Reported problem with May 2022 ratings files

A report has been received that importing the May 2022 ratings files into Excel is creating error messages and resulting in an incomplete file, missing the last several hundred recently created IDs.

This appears to be an issue with Excel.

Importing ratings data into Excel may no longer be possible because it appears the maximum number of rows in an Excel spreadsheet is 1,048,576 and there are 1,065,508 rows in the May 2022 gold master and 1,049,436 rows in the all ratings file. That probably accounts for the error messages.

There may be other programs that also have upper limits that we are exceeding. I am not aware of any upper limits in either WinTD or SwisSys, though.

I just loaded the May golden DB and WinTD 4.20 seems to go up to 30568340 (updated on 4/1) with an expiration of 4/30/2023. Looking at the website, the next ID 30568379 (a non-member) looks to have been created on 4/21 and that may have been just after the file build started.

Would it help to load the excel file only with IDs that have a rating and/or an expiration date other than 0000-00-00? That might avoid all those extra unwanted IDs.

That is correct. 1,048,576 is 2 to the 20th power.

Excel also has a limit on the number of columns. That limit is 16,384, which is 2 to the 14th power. The largest allowable column number is XFD. After using up A-Z (26 columns) and AA-ZZ (26-squared columns), you don’t quite make it to the end of AAA-ZZZ (26-cubed columns).

Before the 2007 version, Excel had a limit of 65536 rows rather than 1,048,576. So no matter how bad you think things are, they were even worse once upon a time.

Perhaps our (U.S. Chess) software might want to consider breaking the list into 2 or 3 lists. One could be for current and recently expired (within the last 10 years) person-members, i.e. those eligible to play in tournaments. Another list could be for everybody else – long-expired members, affiliates, duplicate IDs, temporary IDs, deceased, etc.

That way, the two lists could be loaded into two separate tabs on an Excel spreadsheet.

Bill Smythe

To confirm, 30568340 is the last ID in all 3 files for May 2022 (two golden masters and the all ratings file.)

I’m not sure what advantages there are to loading the ratings files into Excel (although Boyd tells me they do it at nationals, too), but we could consider splitting the file up somehow, such as geographically or perhaps by expiration date, with any ID that expired 10 or more years ago in a separate file.

For example, there are around 651,000 IDs that expired before 1/1/2012 and around 400,000 that expired after 1/1/2012. Only about 8000 of those have a non-active status (duplicate, deceased, etc.), so I don’t think splitting them off materially affects things and I would be inclined to just use the expiration date.

We do get some returning members after 10 years, usually less than 100 a month. Since July of 2020, when we switched membership systems, we’ve had around 1850 IDs that had lapsed prior to 1/1/2012 that now have expiration dates > 5/1/2020.

Affiliates aren’t in the Golden Master or all ratings files.

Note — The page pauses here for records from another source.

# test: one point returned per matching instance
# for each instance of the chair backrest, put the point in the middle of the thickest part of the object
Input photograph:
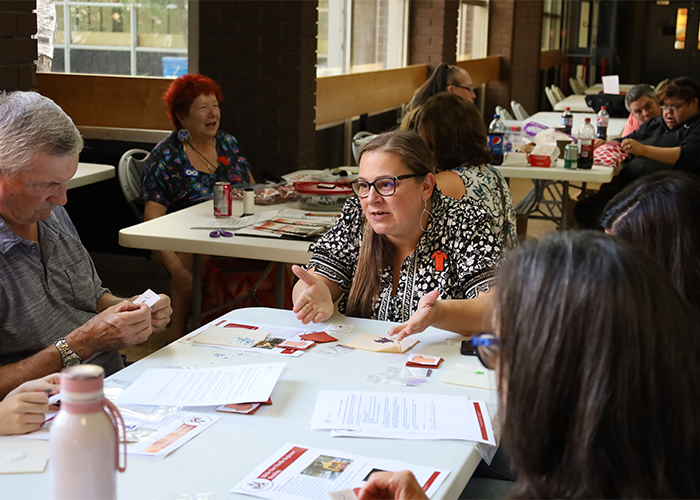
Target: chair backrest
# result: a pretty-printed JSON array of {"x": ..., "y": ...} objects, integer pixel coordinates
[
  {"x": 519, "y": 111},
  {"x": 505, "y": 115},
  {"x": 550, "y": 97},
  {"x": 130, "y": 173},
  {"x": 359, "y": 140},
  {"x": 558, "y": 94}
]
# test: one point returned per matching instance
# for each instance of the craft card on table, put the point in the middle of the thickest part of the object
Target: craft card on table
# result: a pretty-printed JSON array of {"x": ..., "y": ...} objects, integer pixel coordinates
[
  {"x": 382, "y": 415},
  {"x": 203, "y": 387},
  {"x": 381, "y": 343},
  {"x": 230, "y": 337},
  {"x": 423, "y": 361},
  {"x": 471, "y": 376},
  {"x": 297, "y": 472}
]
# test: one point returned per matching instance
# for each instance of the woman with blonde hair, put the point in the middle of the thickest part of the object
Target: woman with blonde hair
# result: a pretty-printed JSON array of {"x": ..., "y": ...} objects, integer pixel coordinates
[{"x": 399, "y": 246}]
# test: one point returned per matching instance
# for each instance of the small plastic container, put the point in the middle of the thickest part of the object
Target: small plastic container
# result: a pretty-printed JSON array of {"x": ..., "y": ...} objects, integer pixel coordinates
[{"x": 325, "y": 196}]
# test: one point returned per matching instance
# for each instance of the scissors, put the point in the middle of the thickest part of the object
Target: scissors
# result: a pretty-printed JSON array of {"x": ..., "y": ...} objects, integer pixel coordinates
[{"x": 220, "y": 232}]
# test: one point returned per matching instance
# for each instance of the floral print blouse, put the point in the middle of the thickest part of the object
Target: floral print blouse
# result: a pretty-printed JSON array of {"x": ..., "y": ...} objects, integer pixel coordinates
[
  {"x": 170, "y": 179},
  {"x": 456, "y": 255}
]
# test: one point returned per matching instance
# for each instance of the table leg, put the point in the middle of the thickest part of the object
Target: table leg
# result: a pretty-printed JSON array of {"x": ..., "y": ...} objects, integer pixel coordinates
[
  {"x": 197, "y": 289},
  {"x": 279, "y": 289},
  {"x": 564, "y": 207}
]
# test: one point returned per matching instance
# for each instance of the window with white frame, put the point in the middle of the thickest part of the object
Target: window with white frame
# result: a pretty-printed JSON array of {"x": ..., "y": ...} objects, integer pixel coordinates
[
  {"x": 472, "y": 29},
  {"x": 114, "y": 37},
  {"x": 551, "y": 24},
  {"x": 355, "y": 36}
]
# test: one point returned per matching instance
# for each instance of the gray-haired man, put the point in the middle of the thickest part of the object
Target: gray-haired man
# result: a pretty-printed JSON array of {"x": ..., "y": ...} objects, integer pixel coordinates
[{"x": 54, "y": 311}]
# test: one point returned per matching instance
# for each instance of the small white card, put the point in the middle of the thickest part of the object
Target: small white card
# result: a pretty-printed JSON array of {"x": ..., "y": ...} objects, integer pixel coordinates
[
  {"x": 149, "y": 297},
  {"x": 339, "y": 327}
]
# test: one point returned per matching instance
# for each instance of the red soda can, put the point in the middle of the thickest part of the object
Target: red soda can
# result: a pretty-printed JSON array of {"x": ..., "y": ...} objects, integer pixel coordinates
[{"x": 222, "y": 199}]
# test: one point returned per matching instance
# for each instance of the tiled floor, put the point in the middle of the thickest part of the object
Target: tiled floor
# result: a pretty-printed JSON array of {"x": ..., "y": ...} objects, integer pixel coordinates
[{"x": 128, "y": 276}]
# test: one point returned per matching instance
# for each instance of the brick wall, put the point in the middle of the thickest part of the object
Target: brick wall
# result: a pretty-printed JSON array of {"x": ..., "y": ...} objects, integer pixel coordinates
[
  {"x": 17, "y": 48},
  {"x": 515, "y": 29},
  {"x": 263, "y": 55},
  {"x": 432, "y": 32}
]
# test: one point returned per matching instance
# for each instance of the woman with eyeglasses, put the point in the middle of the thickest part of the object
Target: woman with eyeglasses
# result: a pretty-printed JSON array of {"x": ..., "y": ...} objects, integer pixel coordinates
[
  {"x": 399, "y": 246},
  {"x": 455, "y": 133},
  {"x": 446, "y": 78},
  {"x": 670, "y": 141},
  {"x": 596, "y": 354}
]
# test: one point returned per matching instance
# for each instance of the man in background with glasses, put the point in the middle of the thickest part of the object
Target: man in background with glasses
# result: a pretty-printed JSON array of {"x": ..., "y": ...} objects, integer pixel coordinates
[{"x": 665, "y": 142}]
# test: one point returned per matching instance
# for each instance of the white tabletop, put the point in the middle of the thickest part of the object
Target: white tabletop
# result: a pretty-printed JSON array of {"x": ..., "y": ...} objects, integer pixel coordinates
[
  {"x": 216, "y": 460},
  {"x": 553, "y": 119},
  {"x": 172, "y": 232},
  {"x": 577, "y": 103},
  {"x": 598, "y": 88},
  {"x": 558, "y": 173},
  {"x": 89, "y": 173}
]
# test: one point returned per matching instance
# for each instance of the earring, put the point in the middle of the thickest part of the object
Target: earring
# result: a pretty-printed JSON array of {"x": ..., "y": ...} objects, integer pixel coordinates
[
  {"x": 184, "y": 135},
  {"x": 425, "y": 211}
]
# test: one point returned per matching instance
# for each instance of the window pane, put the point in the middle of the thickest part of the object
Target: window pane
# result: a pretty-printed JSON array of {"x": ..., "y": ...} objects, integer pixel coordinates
[{"x": 681, "y": 25}]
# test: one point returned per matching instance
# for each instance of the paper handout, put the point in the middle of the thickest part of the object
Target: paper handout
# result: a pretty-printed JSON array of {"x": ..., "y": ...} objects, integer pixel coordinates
[
  {"x": 402, "y": 416},
  {"x": 471, "y": 376},
  {"x": 203, "y": 387},
  {"x": 381, "y": 343},
  {"x": 297, "y": 472},
  {"x": 230, "y": 337}
]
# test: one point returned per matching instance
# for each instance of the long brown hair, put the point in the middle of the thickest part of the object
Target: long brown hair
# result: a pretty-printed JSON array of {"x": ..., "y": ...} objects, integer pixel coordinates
[
  {"x": 376, "y": 251},
  {"x": 454, "y": 131},
  {"x": 599, "y": 372}
]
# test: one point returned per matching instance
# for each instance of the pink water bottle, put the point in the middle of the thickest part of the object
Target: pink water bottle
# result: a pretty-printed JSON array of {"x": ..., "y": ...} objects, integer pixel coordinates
[{"x": 84, "y": 438}]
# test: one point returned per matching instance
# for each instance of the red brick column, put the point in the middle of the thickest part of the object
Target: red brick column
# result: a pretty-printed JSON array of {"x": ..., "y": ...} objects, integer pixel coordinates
[
  {"x": 263, "y": 55},
  {"x": 17, "y": 48},
  {"x": 515, "y": 31},
  {"x": 432, "y": 32}
]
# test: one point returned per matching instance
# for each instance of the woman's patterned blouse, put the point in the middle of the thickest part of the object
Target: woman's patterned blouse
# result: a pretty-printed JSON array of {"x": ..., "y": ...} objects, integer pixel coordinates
[
  {"x": 456, "y": 255},
  {"x": 170, "y": 179},
  {"x": 486, "y": 185}
]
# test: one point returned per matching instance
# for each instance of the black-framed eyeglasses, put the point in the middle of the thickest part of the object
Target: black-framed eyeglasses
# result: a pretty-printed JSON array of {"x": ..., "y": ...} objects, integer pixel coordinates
[
  {"x": 486, "y": 345},
  {"x": 470, "y": 89},
  {"x": 384, "y": 186}
]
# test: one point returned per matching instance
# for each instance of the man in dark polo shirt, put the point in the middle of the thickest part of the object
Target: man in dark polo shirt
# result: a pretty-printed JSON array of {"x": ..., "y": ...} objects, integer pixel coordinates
[
  {"x": 667, "y": 142},
  {"x": 54, "y": 311}
]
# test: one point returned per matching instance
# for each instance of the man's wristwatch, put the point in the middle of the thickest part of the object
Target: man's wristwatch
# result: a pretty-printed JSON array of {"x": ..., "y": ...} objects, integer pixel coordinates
[{"x": 69, "y": 357}]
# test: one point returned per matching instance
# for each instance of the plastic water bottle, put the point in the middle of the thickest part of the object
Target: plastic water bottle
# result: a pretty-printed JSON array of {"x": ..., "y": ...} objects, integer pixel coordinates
[
  {"x": 586, "y": 137},
  {"x": 496, "y": 132},
  {"x": 603, "y": 118},
  {"x": 567, "y": 121},
  {"x": 84, "y": 438}
]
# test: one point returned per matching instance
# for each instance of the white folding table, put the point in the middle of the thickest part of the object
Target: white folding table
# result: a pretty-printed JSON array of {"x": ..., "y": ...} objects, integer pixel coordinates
[{"x": 216, "y": 460}]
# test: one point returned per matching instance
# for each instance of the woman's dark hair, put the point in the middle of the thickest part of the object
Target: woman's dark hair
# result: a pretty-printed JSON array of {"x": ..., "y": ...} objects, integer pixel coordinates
[
  {"x": 454, "y": 131},
  {"x": 681, "y": 88},
  {"x": 182, "y": 93},
  {"x": 443, "y": 76},
  {"x": 659, "y": 213},
  {"x": 599, "y": 372},
  {"x": 376, "y": 251}
]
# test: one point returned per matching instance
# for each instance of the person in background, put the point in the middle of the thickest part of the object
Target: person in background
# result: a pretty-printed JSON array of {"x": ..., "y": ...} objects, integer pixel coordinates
[
  {"x": 659, "y": 213},
  {"x": 670, "y": 141},
  {"x": 455, "y": 133},
  {"x": 54, "y": 311},
  {"x": 182, "y": 170},
  {"x": 446, "y": 78},
  {"x": 596, "y": 356},
  {"x": 399, "y": 245},
  {"x": 23, "y": 409}
]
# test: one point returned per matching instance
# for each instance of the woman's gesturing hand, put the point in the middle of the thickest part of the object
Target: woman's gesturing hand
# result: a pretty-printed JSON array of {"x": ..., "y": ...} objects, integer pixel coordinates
[{"x": 312, "y": 298}]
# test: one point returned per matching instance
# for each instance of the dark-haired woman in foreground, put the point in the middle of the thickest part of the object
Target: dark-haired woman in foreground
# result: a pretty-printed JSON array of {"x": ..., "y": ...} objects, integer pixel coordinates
[
  {"x": 597, "y": 357},
  {"x": 660, "y": 213}
]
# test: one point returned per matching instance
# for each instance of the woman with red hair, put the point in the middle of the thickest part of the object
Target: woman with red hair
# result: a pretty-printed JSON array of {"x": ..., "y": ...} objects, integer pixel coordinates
[{"x": 182, "y": 169}]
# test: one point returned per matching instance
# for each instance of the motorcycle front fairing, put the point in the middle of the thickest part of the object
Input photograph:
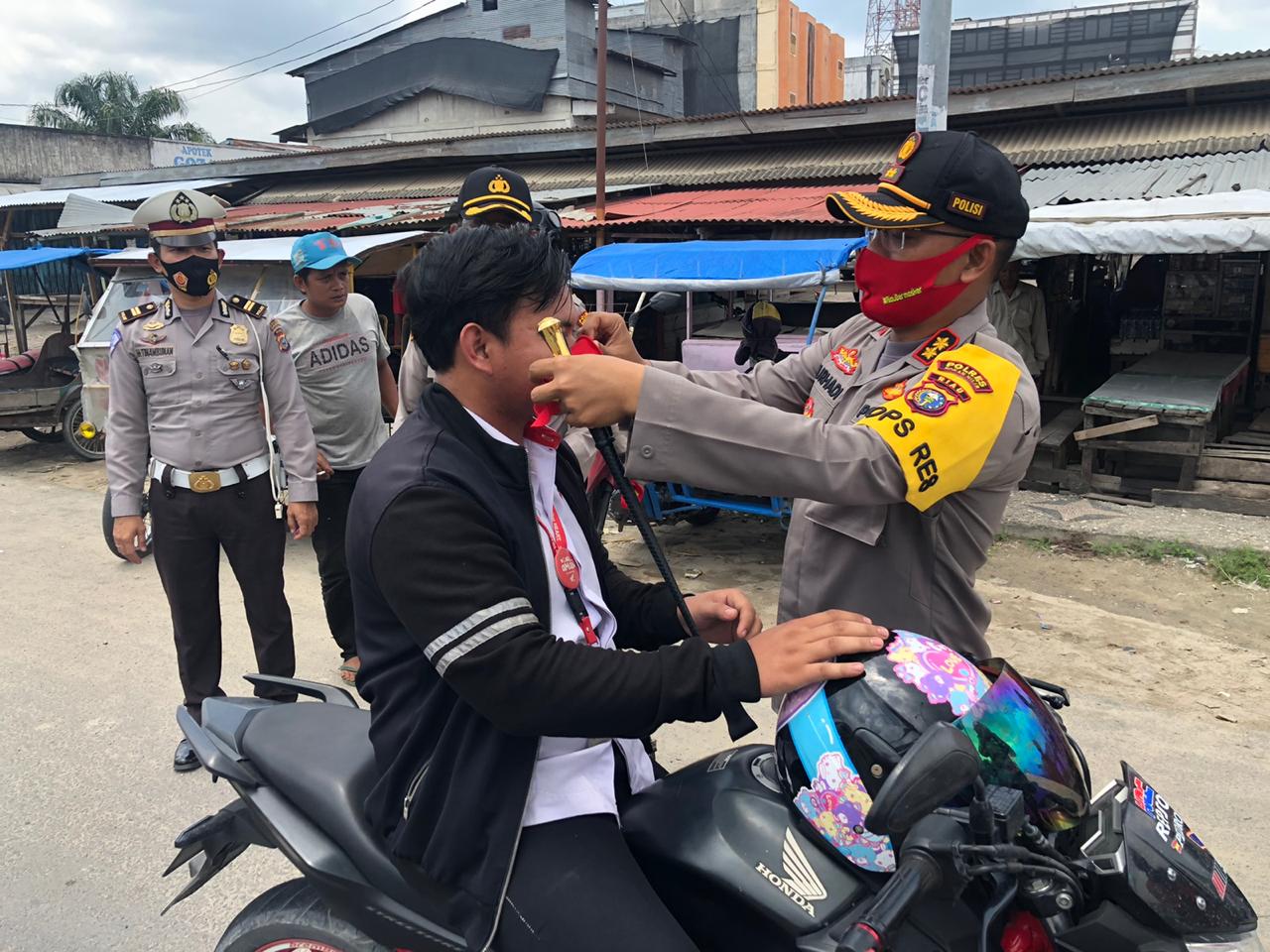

People like Excel. It can do a lot of things easily that are difficult or impossible otherwise.

Splitting the master file by expirations before and after 1/1/2012, as you suggested, seems like an excellent choice. With 600,000 older names and 400,000 newer ones, there is plenty of room for both to expand, and the (slightly) shorter file is where most will be found when preparing for a tournament.

Bill Smythe

It would have to be approved by the office, because there’s some development time as well as additional ongoing staff time to update the rating supplement indexes each month and additional disk space requirements.

Does it make more sense to bifurcate the All Ratings file, one of the existing Golden Master files or to create a third Golden Master, perhaps one with both the OTB and Online Regular ratings in it?

I did send a similar email to Boyd on this, but he’s in the throes of the Elementary this week, and then taking some well-earned vacation time, so I don’t expect a decision on this overnight.

WinTD takes the allratings file and converts it into DBF. DBF uses a 32 bit unsigned integer for the number of records (for a spec from 1985 when 16 bit processors were brand new, they were way ahead of their time), though we actually use a signed integer internally. Thus, the max is 2^(32)-1 so 4 billion or so.

On what’s basically a raw database?

Sometimes we go too far in avoiding “secret handshakes.”

Alex Relyea

As I recall, the import functions in Excel do a pretty good job loading both DBF and tab-delimited files.

Also comma-delimited. Also HTML.

Bill Smythe

If you use a signed 32-bit integer, aren’t you throwing away half the possible values, leaving you with “only” 2 billion or so?

Bill Smythe

It may have used a signed integer field to simplify and standardize what math libraries were needed.

You’re right. 2^(31)-1.

Yes, Excel can be very handy—I use it (or OpenOffice, which doesn’t have as many unnecessary bells and whistles) in some way almost every day. BUT, it can’t handle any longer the full USCF database (and will, by default, drop the most recent adds). So the question is what are people doing with Excel and the GDB, and is there some better way to provide something they could use for that? (I can see what the staff might do at, e.g. Nationals, since they can make a spreadsheet with a bunch of non-public information).

I use -1 to indicate that a record isn’t found.

This topic was automatically closed 730 days after the last reply. New replies are no longer allowed.